Objective: To investigate the effects of facility-level factors on 30-day unplanned risk-adjusted hospital readmission after discharge from inpatient rehabilitation facilities (IRFs).
Design: Study using 100% Medicare claims data, covering 269,306 discharges from 1094 IRFs between October 2010 and September 2011.
Setting: IRFs with at least 30 discharges.
Participants: A total number of 1094 IRFs (N=269,306) serving Medicare fee-for-service beneficiaries.
Interventions: Not applicable.
Main outcome measures: Risk-standardized readmission rate (RSRR) for 30-day hospital readmission.
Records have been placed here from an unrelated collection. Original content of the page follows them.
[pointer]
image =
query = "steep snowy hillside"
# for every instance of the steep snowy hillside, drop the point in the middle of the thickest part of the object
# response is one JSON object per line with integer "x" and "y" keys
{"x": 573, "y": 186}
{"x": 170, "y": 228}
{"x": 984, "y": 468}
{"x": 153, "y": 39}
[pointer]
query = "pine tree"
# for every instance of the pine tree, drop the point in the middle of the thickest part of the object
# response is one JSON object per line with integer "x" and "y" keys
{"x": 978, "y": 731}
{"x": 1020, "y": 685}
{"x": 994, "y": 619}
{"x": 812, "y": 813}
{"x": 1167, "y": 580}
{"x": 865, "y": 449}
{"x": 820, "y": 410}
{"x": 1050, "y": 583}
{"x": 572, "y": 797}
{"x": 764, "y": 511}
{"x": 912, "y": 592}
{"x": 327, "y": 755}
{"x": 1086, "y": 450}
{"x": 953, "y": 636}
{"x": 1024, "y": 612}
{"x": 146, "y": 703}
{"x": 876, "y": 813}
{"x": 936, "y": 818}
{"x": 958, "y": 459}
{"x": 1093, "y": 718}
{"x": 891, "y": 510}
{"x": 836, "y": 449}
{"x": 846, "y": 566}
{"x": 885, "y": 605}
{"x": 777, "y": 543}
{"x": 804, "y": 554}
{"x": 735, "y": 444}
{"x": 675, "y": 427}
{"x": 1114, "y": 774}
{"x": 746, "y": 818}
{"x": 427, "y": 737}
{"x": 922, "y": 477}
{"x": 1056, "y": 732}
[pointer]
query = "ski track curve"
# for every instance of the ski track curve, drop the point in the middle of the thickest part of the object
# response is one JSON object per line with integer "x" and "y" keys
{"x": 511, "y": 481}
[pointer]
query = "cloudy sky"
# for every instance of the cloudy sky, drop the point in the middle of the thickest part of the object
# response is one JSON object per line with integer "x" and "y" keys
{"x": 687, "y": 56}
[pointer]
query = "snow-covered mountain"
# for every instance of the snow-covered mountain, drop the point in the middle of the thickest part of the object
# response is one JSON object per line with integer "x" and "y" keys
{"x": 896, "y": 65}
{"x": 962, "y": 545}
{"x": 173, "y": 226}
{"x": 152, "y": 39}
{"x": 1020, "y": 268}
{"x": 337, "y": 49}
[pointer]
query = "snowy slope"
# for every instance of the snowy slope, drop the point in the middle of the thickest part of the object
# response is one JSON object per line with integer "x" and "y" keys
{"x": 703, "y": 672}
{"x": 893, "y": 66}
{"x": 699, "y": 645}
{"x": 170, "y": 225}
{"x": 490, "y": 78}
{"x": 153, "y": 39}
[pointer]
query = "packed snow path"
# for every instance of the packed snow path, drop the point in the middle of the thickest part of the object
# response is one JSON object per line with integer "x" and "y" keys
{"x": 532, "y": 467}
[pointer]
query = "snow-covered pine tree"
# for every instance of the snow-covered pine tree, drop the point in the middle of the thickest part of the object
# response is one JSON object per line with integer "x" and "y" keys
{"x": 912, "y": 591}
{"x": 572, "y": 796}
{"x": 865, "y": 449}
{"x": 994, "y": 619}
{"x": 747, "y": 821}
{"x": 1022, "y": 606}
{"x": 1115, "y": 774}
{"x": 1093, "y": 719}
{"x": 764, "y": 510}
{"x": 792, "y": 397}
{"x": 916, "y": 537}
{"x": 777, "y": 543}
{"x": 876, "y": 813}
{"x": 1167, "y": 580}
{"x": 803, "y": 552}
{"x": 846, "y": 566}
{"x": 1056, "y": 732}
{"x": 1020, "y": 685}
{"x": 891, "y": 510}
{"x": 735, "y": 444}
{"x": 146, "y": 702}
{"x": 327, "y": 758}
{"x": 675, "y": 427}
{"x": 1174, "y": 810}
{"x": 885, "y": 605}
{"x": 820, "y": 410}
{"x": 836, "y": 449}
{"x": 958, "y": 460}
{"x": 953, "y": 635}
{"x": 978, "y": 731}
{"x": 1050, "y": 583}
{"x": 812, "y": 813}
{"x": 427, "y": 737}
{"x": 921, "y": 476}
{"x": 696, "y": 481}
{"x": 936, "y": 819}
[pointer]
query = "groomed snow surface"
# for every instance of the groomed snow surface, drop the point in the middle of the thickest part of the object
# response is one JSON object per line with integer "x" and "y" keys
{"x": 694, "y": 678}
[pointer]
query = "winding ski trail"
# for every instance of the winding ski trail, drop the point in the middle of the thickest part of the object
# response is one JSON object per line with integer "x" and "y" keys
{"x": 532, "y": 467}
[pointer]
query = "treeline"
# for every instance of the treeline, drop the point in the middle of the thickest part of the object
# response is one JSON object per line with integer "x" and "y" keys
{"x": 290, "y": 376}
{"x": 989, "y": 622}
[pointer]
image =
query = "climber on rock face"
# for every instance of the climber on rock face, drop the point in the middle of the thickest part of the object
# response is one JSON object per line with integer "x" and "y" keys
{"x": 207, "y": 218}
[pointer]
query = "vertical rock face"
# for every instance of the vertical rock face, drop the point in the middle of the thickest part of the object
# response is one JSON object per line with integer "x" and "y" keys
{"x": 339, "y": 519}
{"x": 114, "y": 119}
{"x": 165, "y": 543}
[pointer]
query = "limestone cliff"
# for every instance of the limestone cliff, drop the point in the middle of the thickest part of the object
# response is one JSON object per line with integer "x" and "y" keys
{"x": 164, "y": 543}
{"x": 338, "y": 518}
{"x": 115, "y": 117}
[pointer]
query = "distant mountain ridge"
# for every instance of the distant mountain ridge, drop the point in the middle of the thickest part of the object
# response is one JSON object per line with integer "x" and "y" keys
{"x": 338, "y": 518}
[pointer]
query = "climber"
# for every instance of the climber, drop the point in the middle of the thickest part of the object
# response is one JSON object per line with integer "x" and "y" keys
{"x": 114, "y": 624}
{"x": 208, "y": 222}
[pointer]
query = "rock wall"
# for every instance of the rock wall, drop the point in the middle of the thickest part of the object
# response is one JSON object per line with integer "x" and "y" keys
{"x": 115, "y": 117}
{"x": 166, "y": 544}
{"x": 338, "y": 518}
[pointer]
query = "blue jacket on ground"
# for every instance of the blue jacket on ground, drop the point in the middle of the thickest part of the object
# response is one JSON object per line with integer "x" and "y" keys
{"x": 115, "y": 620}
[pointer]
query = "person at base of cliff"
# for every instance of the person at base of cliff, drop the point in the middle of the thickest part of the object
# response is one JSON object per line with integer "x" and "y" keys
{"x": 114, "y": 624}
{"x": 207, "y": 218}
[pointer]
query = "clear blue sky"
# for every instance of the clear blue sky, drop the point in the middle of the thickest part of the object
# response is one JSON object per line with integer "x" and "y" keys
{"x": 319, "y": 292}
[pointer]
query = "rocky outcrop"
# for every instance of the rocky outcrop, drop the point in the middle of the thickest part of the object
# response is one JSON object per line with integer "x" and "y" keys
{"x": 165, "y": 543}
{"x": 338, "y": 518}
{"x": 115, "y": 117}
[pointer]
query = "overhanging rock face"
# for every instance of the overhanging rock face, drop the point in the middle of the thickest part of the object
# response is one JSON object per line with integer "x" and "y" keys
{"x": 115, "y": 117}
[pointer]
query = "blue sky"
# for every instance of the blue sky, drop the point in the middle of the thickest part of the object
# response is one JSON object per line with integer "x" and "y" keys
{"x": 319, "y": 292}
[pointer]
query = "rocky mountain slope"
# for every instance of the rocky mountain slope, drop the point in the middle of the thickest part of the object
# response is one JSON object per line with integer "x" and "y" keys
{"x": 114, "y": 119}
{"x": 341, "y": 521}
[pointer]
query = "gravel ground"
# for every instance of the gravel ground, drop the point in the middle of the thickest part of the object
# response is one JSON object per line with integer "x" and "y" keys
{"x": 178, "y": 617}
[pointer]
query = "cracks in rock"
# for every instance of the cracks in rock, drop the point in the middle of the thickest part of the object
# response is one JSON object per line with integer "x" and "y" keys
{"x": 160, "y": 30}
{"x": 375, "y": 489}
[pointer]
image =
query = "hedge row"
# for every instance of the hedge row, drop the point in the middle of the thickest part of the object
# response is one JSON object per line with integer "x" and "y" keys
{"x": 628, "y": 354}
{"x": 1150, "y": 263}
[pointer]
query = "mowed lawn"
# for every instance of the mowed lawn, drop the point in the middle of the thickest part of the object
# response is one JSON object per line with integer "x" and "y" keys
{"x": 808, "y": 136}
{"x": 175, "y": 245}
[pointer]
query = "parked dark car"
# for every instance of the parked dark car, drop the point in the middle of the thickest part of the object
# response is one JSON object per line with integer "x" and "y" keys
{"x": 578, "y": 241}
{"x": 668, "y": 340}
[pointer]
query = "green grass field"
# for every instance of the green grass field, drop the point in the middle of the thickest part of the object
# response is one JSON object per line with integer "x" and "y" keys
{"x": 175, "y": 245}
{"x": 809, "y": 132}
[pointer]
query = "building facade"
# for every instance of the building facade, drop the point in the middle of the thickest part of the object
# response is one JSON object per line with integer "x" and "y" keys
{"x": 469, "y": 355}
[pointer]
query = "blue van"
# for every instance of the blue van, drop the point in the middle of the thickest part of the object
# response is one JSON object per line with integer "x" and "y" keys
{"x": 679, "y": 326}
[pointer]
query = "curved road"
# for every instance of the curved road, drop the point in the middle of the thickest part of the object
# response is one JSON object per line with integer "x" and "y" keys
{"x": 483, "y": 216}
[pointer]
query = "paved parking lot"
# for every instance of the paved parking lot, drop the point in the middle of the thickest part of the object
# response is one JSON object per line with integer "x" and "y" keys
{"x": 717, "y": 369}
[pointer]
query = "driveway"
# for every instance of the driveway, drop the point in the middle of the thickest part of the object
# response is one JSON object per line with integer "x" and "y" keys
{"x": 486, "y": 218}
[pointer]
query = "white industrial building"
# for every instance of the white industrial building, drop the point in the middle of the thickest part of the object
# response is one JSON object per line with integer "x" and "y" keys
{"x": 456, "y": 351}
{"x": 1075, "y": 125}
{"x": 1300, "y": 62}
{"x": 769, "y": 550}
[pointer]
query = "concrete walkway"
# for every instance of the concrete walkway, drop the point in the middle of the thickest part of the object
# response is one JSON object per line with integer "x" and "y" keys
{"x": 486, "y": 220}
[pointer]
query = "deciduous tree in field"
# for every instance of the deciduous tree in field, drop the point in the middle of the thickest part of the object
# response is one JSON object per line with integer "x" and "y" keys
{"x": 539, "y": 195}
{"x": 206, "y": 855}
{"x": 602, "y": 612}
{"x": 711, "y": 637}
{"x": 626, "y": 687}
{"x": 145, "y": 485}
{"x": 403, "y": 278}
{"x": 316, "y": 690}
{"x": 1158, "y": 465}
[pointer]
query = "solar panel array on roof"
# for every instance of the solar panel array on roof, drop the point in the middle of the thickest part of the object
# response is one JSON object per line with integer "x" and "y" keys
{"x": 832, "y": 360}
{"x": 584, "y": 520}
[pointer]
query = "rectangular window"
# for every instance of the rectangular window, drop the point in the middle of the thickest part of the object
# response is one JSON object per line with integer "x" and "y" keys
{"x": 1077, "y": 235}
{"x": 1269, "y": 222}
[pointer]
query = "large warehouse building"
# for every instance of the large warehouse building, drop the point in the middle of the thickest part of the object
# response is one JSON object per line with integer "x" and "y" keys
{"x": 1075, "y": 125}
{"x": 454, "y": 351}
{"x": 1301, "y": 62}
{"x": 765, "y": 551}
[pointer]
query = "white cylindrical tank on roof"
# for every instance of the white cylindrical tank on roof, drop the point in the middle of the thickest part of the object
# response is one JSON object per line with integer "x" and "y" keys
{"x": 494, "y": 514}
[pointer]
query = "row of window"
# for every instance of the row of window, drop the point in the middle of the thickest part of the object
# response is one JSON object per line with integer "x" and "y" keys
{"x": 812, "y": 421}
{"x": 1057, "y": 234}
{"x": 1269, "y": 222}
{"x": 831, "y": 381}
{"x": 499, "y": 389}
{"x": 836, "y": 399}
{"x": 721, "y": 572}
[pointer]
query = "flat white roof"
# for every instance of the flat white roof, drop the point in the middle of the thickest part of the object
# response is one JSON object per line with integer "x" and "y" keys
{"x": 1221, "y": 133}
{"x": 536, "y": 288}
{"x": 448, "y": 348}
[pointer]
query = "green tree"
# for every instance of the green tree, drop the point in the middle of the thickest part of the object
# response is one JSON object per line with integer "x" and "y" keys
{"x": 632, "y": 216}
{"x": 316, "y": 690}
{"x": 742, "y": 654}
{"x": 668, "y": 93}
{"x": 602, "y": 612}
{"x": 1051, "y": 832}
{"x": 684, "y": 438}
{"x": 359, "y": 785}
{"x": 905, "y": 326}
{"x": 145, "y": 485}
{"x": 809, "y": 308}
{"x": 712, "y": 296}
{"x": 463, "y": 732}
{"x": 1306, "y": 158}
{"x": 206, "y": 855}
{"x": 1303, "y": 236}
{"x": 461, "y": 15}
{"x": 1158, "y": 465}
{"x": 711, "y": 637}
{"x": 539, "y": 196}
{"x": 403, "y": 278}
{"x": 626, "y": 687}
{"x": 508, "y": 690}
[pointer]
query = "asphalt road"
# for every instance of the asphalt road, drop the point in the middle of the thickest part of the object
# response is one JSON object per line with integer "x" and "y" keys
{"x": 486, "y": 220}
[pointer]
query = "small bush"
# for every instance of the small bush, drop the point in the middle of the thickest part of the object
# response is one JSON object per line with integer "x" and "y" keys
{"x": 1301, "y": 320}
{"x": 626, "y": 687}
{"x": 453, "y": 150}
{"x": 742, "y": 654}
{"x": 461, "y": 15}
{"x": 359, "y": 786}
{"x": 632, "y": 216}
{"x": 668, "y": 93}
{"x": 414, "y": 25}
Results: Profit status was the only provider-level IRF characteristic significantly associated with unplanned readmissions. For-profit IRFs had a significantly higher RSRR (13.26±0.51) than did nonprofit IRFs (13.15±0.47) (P<.001). After controlling for all other facility characteristics (except for accreditation status because of its collinearity with facility type), for-profit IRFs had a 0.1% point higher RSRR than did nonprofit IRFs, and census region was the only significant region-level characteristic, with the South showing the highest RSRR of all regions (type III test, P=.005 for both).
Conclusions: Our findings support the inclusion of profit status on the IRF Compare website (a platform including IRF comparators to indicate quality of services). For-profit IRFs had a higher RSRR than did nonprofit IRFs for Medicare beneficiaries. The South had a higher RSRR than did other regions. The RSRR difference between for-profit and nonprofit IRFs could be due to the combined effects of organizational and regional factors.
Keywords: Long-term care; Nonprofit; Organizations; Patient readmission; Rehabilitation.